画像=Tiger Researchの「アジアのステーブルコイン動向」レポート

Web3分野の調査会社Tiger Researchは25日、「アジアのステーブルコイン動向」と題するレポートを公表した。約3000億ドル(約45兆円)規模の世界ステーブルコイン市場で、アジアの自国通貨建てステーブルコインの比率は1%未満にとどまっており、ドル中心の構図が固定化する前に各国がどれだけ迅速に対応できるかが重要だと指摘した。

レポートによると、2026年2月時点で市場全体の約99%をドル連動型が占める。米国ではGENIUS Actを通じ、準備資産として米国債の保有を義務付けるなど、ドル建てステーブルコインを国債販売チャネルであると同時に、ドル覇権を支える手段として位置付けているという。

こうした状況についてTiger Researchは、個人や企業がドル建てステーブルコインの利用を拡大するほど、資金が自国の金融システムではなくドル圏の基盤強化に流れやすくなると分析した。通貨主権の低下に対する警戒感が、アジア各国で自国通貨ステーブルコイン発行を模索する背景にあるとしている。

シンガポールと香港は、開放的な規制を通じてグローバルな発行体を早期に呼び込む戦略を採った。シンガポールは2023年8月、自国通貨に加えG10通貨建ての発行も認める規制を確定し、StraitsX、Paxos、Ripple、Circleなど6~8社がすでにライセンスを取得して発行を始めた。

香港は2025年8月、裏付け通貨に制限を設けない独自法を施行した。ただ、36社が申請した一方で、正式認可を受けた発行体はまだ出ておらず、制度整備と実際の市場立ち上がりの間に時間差が生じているという。

日本と中国は、通貨主権の保護を重視し、民間の関与を一定程度制限する方式を選んだ。日本は2023年6月、アジアで初めてステーブルコインを法制化し、発行主体を銀行、信託会社、資金移動業者に限定する枠組みを導入した。

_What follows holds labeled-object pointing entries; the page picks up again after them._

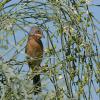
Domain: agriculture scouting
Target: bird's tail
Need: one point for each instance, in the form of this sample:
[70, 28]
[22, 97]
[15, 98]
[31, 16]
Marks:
[37, 84]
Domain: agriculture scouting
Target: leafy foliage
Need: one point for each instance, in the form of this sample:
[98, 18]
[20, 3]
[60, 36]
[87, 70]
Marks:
[70, 68]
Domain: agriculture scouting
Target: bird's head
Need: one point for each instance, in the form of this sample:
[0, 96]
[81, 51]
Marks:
[36, 31]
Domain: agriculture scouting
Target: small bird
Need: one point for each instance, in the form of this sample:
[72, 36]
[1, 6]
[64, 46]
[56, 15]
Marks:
[34, 50]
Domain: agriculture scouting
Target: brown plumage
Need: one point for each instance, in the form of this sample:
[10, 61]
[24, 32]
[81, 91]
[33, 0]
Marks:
[34, 49]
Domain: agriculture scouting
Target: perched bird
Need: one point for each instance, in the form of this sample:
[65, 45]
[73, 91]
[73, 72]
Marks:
[34, 50]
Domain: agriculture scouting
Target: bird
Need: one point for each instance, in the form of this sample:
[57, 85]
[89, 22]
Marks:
[34, 51]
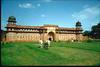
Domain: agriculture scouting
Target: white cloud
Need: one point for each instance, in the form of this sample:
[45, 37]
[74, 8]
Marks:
[26, 5]
[87, 13]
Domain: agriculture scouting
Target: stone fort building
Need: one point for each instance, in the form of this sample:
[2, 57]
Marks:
[35, 33]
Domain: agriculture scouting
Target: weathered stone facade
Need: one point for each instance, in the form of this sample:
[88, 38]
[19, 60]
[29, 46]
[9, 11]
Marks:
[35, 33]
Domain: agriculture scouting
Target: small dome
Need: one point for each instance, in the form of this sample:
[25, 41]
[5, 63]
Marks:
[78, 23]
[11, 19]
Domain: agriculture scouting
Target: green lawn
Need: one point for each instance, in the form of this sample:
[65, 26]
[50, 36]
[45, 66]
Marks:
[60, 53]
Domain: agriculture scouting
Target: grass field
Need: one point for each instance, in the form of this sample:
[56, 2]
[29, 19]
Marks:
[60, 53]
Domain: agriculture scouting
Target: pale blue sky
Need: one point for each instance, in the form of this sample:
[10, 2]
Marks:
[64, 13]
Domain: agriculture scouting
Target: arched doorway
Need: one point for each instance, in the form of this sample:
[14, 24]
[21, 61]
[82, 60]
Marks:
[51, 36]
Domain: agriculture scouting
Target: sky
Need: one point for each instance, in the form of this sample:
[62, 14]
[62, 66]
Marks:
[64, 13]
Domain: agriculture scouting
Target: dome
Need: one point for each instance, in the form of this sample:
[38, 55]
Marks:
[11, 19]
[78, 23]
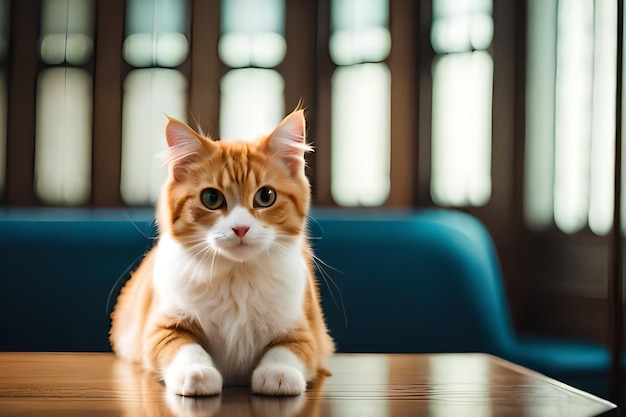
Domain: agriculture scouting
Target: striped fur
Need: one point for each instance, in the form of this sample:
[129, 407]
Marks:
[228, 294]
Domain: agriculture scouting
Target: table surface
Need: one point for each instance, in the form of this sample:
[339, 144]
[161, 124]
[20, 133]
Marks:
[368, 385]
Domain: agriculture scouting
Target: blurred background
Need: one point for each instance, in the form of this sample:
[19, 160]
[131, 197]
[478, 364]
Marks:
[504, 109]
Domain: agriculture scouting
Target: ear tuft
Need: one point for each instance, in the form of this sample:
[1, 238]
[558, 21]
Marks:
[288, 141]
[182, 143]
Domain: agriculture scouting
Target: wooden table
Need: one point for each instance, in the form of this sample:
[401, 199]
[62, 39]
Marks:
[99, 384]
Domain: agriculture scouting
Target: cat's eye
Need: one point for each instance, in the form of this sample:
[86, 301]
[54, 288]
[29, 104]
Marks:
[212, 199]
[265, 197]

JPYCは2025年10月、初の円建てステーブルコインを投入した。三菱UFJフィナンシャル・グループ(MUFG)、三井住友銀行(SMBC)、Mizuhoの3メガバンクも共同発行を進めており、保守的な制度設計の下でも日本市場は実発行の段階に入りつつあるとレポートは評価した。

中国は民間発行を全面的に禁じ、中央銀行デジタル通貨(e-CNY)で代替する戦略を採用している。2026年2月には、人民元連動ステーブルコインの国内外における無許可発行を明示的に禁止した。

韓国では2025年にデジタル資産基本法が可決されたものの、発行主体を巡る金融委員会と韓国銀行の見解の隔たりが埋まらず、制度整備が遅れている。金融委員会はフィンテックを含む民間参入を認める立場なのに対し、韓国銀行は銀行が50%プラス1株を保有するコンソーシアム型を求めている。

規制の枠外では、IQとFraxが共同開発したウォン建てステーブルコイン「KRWQ」が、グローバルなDeFi市場にウォン建て流動性を供給している。Naver PayとUpbitもウォン建てステーブルコインの共同発行を構想しており、大手プレーヤーは法整備後の発行を見据えた準備を終えているとレポートは伝えた。

レポートを執筆したTiger Researchのリサーチセンター長、ユン・スンシク氏は「ドル建てステーブルコインを軸とするグローバルインフラの構築が急速に進む中、自国通貨ステーブルコインには精緻な制度設計が欠かせない。ただし、慎重さがそのまま遅れにつながってはならない」と述べた。さらに「ネットワークが固まった後に参入するのと、初期段階で地位を確立するのとでは結果が大きく異なる。結局はスピードの問題だ」と指摘している。